Benoit Tremblay, 30 years old, who was a member of the GP-79 team of Michael Grendell last season could join the group, along with Daniel, 22 years old, who once teamed with Eric Langevin (GP-12) and Mathieu Daoust (GP-9) in Grand Prix. To complete the family collaboration, the cousin, Alexandre De Roy, son of ex-driver Bruno De Roy and Sylvie Brossoit, manufactured the “JS-48” trailer, in addition to landing a hand to the team.

Insisting on the fact that the adaptation is harder on a concave bottom boat like a JSS, Samuel Tremblay can count on the racing experience of his brother Michael, who acts as the rider, to help him deal with the unpredictability of this type of boat. “Michael often notices things we need to correct, and he is an asset to have in the boat with me,” says Samuel, a mechanic by trade.

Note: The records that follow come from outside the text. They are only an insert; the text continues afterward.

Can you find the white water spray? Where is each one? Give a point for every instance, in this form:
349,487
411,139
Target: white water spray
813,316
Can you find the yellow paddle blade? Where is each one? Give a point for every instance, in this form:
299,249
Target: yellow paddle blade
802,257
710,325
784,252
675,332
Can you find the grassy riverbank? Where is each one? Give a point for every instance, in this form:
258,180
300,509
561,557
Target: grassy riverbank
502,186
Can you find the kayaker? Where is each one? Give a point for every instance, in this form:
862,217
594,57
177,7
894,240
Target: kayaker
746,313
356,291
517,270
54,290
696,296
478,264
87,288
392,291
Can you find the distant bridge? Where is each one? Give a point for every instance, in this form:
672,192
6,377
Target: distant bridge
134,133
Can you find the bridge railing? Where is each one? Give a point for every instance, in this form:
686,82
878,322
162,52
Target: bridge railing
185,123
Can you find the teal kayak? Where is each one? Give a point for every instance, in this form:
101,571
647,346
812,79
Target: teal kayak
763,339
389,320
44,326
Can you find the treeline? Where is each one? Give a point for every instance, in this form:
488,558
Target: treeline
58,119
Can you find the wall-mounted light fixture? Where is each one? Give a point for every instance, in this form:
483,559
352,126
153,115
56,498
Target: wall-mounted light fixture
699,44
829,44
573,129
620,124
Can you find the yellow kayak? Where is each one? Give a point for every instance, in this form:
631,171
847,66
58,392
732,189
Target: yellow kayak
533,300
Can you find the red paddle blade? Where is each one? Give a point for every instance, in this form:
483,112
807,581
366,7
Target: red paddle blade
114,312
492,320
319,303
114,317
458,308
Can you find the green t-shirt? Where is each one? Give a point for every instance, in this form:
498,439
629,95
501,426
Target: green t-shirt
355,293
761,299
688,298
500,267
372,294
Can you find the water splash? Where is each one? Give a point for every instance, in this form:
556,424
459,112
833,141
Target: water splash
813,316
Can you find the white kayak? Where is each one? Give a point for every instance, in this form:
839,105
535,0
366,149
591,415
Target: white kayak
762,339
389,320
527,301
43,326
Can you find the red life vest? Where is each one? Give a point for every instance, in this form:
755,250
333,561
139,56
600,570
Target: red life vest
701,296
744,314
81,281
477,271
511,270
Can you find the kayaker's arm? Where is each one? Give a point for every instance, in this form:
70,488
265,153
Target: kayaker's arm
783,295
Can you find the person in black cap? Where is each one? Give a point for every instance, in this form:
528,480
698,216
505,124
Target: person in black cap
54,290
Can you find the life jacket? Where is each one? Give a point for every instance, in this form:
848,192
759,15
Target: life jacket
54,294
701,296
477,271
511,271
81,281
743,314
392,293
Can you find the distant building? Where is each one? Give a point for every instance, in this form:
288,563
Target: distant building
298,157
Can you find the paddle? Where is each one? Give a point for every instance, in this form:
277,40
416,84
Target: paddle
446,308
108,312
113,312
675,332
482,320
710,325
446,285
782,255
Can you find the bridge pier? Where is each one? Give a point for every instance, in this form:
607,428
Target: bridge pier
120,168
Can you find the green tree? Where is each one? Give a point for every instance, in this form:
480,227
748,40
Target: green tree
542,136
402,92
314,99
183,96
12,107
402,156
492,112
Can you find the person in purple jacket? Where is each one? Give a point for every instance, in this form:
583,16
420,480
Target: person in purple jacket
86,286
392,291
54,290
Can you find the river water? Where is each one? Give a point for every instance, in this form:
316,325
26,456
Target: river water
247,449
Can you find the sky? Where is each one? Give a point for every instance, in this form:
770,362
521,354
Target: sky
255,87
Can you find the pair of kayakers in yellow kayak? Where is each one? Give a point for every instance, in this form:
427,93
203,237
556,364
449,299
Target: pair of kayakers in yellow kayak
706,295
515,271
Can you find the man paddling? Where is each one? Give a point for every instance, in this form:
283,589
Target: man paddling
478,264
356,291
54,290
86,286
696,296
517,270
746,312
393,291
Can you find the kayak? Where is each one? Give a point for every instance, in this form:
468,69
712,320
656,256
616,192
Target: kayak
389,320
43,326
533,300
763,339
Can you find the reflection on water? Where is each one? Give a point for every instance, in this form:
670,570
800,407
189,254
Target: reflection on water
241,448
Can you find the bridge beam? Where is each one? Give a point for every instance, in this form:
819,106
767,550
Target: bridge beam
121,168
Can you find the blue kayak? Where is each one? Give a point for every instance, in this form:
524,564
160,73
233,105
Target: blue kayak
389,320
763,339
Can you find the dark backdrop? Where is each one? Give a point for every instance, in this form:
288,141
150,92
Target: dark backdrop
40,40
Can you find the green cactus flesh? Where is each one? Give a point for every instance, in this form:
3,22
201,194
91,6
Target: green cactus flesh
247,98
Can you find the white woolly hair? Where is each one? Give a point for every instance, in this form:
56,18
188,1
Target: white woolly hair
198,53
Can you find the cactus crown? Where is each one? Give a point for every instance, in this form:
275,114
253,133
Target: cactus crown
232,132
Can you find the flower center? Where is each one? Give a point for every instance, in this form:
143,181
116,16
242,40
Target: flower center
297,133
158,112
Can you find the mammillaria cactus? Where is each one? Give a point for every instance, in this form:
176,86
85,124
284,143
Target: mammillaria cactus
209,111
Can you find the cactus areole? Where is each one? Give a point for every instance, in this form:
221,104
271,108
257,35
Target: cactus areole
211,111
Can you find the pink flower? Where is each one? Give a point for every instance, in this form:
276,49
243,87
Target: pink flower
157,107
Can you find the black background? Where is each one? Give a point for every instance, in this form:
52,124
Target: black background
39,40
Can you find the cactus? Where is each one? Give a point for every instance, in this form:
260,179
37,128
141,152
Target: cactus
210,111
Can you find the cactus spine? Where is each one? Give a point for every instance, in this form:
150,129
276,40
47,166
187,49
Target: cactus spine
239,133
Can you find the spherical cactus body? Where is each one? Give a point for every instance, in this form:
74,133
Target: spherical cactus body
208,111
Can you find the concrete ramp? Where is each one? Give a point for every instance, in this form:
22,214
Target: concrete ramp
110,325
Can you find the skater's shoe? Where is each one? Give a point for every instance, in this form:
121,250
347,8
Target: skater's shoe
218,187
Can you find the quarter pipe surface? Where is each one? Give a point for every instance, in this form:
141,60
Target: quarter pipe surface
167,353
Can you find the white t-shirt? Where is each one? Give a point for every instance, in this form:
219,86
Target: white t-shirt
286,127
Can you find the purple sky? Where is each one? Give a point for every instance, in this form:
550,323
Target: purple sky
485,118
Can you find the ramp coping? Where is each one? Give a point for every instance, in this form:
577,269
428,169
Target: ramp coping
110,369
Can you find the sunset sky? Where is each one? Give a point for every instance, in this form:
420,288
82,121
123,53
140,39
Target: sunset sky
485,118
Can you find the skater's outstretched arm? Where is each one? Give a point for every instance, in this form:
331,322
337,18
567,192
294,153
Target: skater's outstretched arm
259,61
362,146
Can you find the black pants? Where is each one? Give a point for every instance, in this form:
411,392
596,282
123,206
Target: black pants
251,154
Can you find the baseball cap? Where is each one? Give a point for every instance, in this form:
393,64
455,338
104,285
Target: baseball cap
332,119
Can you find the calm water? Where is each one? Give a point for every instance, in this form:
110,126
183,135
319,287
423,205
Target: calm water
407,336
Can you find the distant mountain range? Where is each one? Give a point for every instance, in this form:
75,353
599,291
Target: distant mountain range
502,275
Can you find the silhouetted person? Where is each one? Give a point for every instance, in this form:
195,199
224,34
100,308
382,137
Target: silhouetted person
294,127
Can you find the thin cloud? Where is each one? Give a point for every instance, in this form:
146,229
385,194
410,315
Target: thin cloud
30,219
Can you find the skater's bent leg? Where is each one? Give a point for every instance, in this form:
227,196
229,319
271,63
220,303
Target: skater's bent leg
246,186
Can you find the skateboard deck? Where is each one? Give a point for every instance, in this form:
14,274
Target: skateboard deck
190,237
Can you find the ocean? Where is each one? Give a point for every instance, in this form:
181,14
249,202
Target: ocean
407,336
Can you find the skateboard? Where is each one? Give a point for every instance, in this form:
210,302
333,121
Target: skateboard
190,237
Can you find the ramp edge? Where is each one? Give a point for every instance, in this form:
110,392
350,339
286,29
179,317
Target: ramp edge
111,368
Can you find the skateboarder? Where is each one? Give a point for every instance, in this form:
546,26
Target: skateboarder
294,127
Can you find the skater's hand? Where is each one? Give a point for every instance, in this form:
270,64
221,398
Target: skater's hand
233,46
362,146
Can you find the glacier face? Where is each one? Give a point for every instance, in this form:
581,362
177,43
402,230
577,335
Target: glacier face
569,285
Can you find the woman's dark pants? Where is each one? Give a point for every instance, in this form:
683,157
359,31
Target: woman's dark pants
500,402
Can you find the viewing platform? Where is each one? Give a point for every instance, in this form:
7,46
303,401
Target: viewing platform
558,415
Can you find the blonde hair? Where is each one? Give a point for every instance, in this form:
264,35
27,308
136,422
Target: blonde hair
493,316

Questioned on the brilliant victory of his brother Michael in the last final held in Hydro 350, at the Régates de Beauharnois in September of 2019, aboard the “Last minute again” H-8 of Bill Vielhauer, Samuel speaks of the beneficial impact it had on the Tremblay family.

“It was good for morale. We had a reputation of winners, the Tremblays, in karting and, for a certain amount of time, in hydroplane racing. Before Michael’s victory, it was a little tough. We now hope that things will turn in our favour,” mentions Samuel Tremblay.